Forum One works with organizations to create and encourage positive and progressive change in the world. In order to do this, we take a data-driven approach to shape how we identify and approach opportunities with our clients. We think our clients should, too, especially when it comes to defining strategy.
But we hear you: data is hard. It is difficult to capture, laborious to normalize, and counterintuitive to analyze and derive meaning. Thankfully, technologies centered on the intake, storage, analysis, and sharing of data have profoundly improved over the last decade. Tools that focus on facilitating, automating, and analyzing data throughout this process are available to help modernize your data operations.
There are two basic approaches your organization can employ to move towards making your data operations more strategically focused.
Approach 1: Extract, Transform, Load
As it stands, you might be housing and analyzing your data in a number of places, such as Excel sheets, Flat files, or custom SQL instances. Traditionally the process of combining these various data sets is by using an Extract, Transform, Load (ETL) model. In this way, data is:
- Extracted: copied from each individual data source to a separate staging area
- Transformed: reformatted or enriched, applying various business logic to convert it into the necessary end format
- Load: copied from the data staging into the warehouse
From there an additional API or business intelligence tool is used to distribute or analyze the data.
- Better performance; data is ready for analysis when it’s in the warehouse
- Easier to get answers from data; it is already in the formats necessary and end users don’t have to do complicated transformations in order to use it
- Requires more up-front planning; you may not be able to get back to source data if the needs change
- Significant transformations will slow down the pipeline, leading to bottlenecks in the process and higher hardware requirements
Approach 2: Extract, Load, Transform (ELT)
An Extract, Load, Transform (ELT) approach has the same elements as the more traditional ETL process; however, the difference is that the data is not transformed between the data source and the warehouse but is instead done prior to analysis.
- Data can be repurposed at any time without having to go back to original sources
- Additional data sources can be added and mixed in at any time
- May have data inconsistencies, such as date and boolean formats
- Since transformation happens at runtime it may require additional processing or intermediate data storage increasing hardware requirements
Which approach should you use?
Your next question is surely, “how do I know which approach I should use for our organization?” Which one is better depends on your priorities and the type of data you are dealing with.
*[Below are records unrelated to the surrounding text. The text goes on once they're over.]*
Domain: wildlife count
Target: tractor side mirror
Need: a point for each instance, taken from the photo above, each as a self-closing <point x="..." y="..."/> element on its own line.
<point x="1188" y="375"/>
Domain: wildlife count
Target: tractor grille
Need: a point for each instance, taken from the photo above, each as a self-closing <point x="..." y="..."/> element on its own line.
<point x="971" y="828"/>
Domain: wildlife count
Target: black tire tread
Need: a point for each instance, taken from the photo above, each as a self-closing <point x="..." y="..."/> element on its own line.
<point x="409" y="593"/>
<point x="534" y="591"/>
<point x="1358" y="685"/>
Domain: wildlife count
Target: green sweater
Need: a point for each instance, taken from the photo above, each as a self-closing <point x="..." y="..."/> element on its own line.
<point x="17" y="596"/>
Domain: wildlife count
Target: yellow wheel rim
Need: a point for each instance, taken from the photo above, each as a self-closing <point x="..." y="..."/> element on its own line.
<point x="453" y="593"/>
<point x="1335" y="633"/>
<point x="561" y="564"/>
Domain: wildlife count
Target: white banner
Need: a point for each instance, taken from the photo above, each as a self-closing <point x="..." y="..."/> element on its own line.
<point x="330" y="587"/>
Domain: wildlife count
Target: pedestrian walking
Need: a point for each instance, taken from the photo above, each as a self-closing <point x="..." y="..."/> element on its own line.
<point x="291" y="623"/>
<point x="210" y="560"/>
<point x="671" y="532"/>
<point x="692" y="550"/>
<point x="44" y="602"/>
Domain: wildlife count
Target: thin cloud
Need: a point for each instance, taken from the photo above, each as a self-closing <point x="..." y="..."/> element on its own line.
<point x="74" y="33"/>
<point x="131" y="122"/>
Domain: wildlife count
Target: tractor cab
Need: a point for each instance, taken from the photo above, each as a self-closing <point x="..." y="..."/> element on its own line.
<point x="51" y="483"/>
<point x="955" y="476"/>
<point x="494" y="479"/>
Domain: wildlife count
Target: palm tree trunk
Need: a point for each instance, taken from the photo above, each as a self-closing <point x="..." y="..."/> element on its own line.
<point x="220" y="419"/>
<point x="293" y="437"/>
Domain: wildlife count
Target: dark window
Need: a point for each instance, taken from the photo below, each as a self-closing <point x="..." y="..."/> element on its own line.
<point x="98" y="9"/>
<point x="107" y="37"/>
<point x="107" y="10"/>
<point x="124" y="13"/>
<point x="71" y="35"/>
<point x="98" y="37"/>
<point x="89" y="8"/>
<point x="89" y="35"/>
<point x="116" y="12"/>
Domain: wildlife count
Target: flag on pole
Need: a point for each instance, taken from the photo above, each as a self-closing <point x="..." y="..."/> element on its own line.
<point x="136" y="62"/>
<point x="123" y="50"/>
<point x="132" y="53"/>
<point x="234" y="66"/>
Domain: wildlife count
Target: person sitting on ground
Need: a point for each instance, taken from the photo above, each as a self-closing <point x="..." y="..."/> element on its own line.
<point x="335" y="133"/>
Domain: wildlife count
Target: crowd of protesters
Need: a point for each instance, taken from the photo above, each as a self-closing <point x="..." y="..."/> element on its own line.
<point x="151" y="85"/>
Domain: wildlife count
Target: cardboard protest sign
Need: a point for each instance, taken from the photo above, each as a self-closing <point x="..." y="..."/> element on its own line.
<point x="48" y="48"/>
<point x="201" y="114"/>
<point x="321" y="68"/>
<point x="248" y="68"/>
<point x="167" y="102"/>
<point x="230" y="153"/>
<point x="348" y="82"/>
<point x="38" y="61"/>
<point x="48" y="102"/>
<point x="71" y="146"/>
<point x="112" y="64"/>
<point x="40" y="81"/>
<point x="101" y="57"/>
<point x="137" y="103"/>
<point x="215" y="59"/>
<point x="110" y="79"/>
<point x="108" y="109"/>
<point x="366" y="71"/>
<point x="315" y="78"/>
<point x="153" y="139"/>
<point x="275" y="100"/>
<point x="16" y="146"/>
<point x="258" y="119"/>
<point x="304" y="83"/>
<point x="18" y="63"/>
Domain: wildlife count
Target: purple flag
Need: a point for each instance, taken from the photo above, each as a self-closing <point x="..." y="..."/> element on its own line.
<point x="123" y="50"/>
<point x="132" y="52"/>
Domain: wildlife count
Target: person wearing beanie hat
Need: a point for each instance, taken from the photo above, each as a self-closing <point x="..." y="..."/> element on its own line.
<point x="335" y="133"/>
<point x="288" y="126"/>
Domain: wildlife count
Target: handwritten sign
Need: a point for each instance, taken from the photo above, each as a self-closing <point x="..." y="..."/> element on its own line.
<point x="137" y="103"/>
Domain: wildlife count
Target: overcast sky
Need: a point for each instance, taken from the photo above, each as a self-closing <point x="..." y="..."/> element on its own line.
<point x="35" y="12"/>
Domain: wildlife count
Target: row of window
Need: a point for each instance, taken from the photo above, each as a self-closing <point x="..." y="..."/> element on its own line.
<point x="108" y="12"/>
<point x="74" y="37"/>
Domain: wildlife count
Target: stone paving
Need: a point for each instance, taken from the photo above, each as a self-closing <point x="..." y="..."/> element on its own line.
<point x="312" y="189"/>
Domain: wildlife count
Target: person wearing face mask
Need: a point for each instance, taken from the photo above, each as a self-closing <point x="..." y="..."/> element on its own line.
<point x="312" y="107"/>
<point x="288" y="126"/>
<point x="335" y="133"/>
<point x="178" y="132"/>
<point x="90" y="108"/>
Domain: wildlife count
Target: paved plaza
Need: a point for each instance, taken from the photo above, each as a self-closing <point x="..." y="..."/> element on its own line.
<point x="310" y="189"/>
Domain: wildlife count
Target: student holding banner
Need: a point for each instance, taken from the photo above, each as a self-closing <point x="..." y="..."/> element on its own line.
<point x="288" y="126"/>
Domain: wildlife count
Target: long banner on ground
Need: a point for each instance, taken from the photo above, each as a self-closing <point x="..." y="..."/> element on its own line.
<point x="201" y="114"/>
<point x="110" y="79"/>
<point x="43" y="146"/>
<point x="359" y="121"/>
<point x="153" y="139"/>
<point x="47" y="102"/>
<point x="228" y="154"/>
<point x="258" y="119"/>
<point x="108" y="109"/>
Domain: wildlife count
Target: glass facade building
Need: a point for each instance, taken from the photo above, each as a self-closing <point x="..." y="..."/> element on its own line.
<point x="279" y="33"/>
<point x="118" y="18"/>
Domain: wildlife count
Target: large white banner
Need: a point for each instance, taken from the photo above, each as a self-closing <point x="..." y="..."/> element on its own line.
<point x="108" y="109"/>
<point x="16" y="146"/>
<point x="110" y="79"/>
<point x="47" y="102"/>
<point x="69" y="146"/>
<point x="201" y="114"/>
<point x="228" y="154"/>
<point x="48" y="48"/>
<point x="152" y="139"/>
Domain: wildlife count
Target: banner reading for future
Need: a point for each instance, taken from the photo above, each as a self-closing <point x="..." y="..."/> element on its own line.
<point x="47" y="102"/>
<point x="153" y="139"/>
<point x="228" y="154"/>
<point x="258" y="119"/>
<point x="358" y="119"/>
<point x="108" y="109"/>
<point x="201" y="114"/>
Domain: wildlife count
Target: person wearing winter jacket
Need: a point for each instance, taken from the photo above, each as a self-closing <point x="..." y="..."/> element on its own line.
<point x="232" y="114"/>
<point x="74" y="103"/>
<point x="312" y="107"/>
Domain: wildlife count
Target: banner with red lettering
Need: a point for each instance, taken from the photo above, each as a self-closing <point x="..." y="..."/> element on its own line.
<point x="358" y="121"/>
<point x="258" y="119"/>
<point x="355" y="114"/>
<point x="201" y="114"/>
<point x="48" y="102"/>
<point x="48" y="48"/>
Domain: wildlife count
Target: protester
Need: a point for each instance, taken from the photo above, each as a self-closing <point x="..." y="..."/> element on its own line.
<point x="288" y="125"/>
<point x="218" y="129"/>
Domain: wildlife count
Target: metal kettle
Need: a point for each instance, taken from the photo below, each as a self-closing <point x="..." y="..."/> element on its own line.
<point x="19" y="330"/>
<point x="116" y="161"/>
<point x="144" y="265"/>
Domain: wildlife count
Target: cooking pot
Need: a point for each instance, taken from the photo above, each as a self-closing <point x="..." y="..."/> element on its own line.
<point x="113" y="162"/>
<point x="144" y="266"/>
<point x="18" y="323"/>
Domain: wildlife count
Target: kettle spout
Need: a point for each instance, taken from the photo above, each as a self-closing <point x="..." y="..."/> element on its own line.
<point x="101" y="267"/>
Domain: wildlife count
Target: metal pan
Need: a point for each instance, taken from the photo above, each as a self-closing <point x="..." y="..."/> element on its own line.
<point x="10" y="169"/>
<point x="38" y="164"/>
In fact, you may use both, depending on what insight you’re looking to achieve.
If you have numerous disparate data sources coming from different formats, it may be best to use the ELT approach to preserve your original sources. Also, if you have requirements that need real-time data slicing and dicing, or analysis of information in different contexts, the ELT approach may provide more flexibility to do that in parallel from a single content model.
In the case that your sources for data are fewer and more consistent, the need for complex transformation can be limited. In this case, the ETL approach may work well. Additionally, if your needs for data analysis are more singularly focused and your reporting needs consistently structured, the ETL approach provides a more straightforward path for storage and transformation.
Choosing your data management process is an important decision and has both short-term and long-term ramifications, and so the reasons you would choose one method over another will be different based on your specific needs and situation.